My recent blogpost about contracted infidelity has been a bit controversial. Why wouldn’t it be? I pointed out a new trend for couples who agree to a marriage where affairs are part of the contract. This is bothersome to the traditional marriage defenders, including me, and it makes people very uncomfortable just to discuss it. There is a lot of energy spent on defining and defending opinions about what marriage is, so I thought I would offer yet another challenging way to think about marriage.
There are two kinds of marriage, in my opinion. There is the “sacred” marriage and the “secular” marriage. Sacred marriages are bound by God and tied to faith, ritual, religion and spirituality.
Secular marriages are not dependent upon a church and they are simply a contract between two people agreeing to remain committed to one another.
Is there a place in the world for both kinds?
Actually…there IS a place in the world with both kinds. Since 1999, France has had both marriages and civil unions as a way for couples to commit to one another. Initially created as a way for homosexual couples to acknowldege lifelong commitments to one another, civil unions have now become primarily heterosexual arrangements.

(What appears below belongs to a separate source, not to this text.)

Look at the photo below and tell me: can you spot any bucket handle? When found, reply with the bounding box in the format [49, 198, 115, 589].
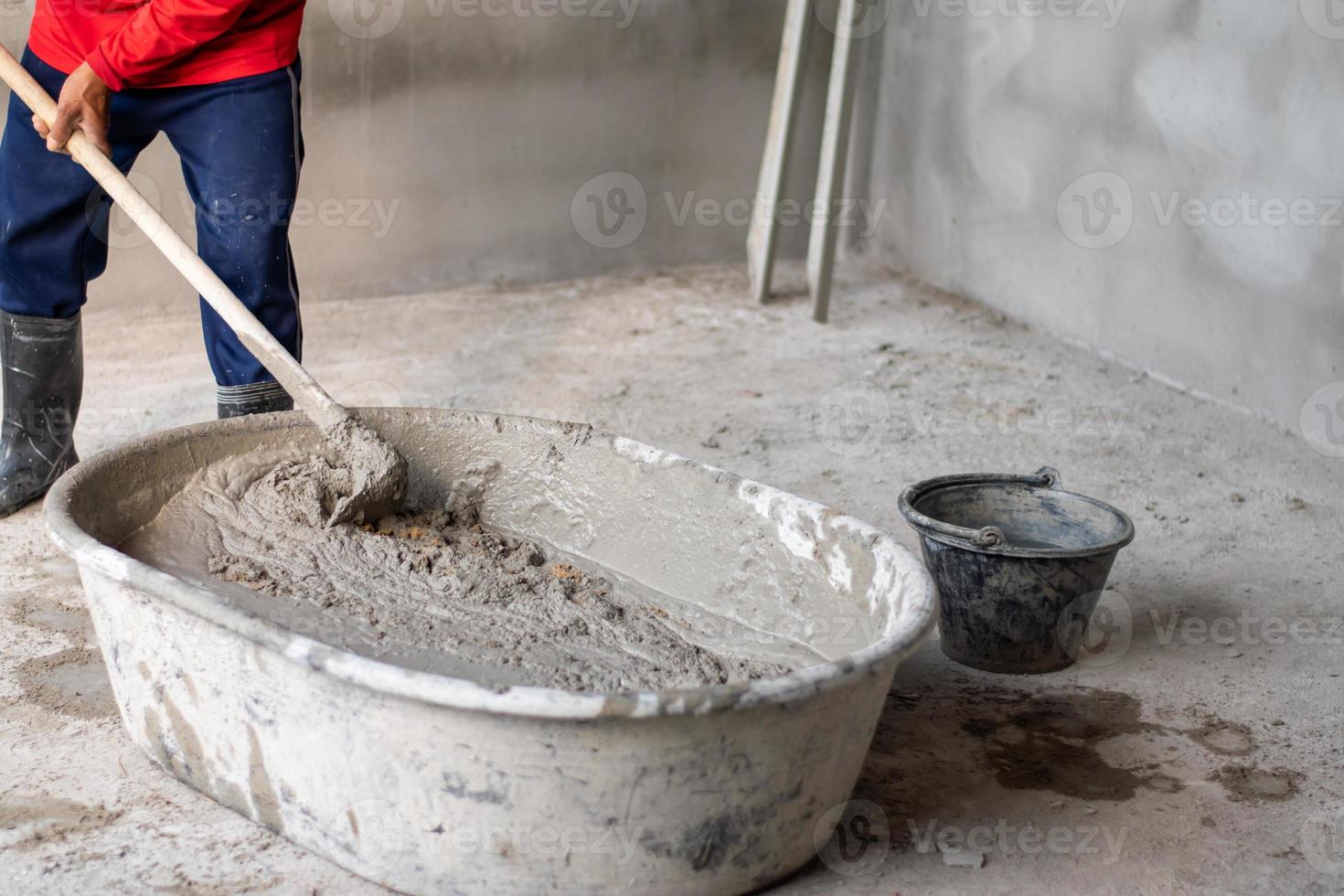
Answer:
[901, 466, 1063, 548]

In December of last year, the New York Times reported on how the popularity of the civil union has exponentially grown over the last ten years. It is an easy way to create a legally-recognized couple, without the weight of marriage.
I know it would likely be a rather unpopular idea, but I propose to categorize marriage into degrees of commitment. On one end of the scale would be the sacred, lifelong marriage. On the other end would be a civil union or secular marriage contract. Somewhere in the middle of that scale would be the marriage with the clause for infidelity (and any other type of contractual marriage that is not in line with biblical principles).
Because I’ve spent so much time, in the last eight years, figuring out how to make our sacred marriage work well, I do not plan to move, even slightly, on the scale, but I feel it is a modern trend to want to redefine and restructure what marriage is.
I’m simply offering, in place of a singular definition upon which no one seems to agree, a multi-leveled categorization that addresses the complex reality of modern marriage.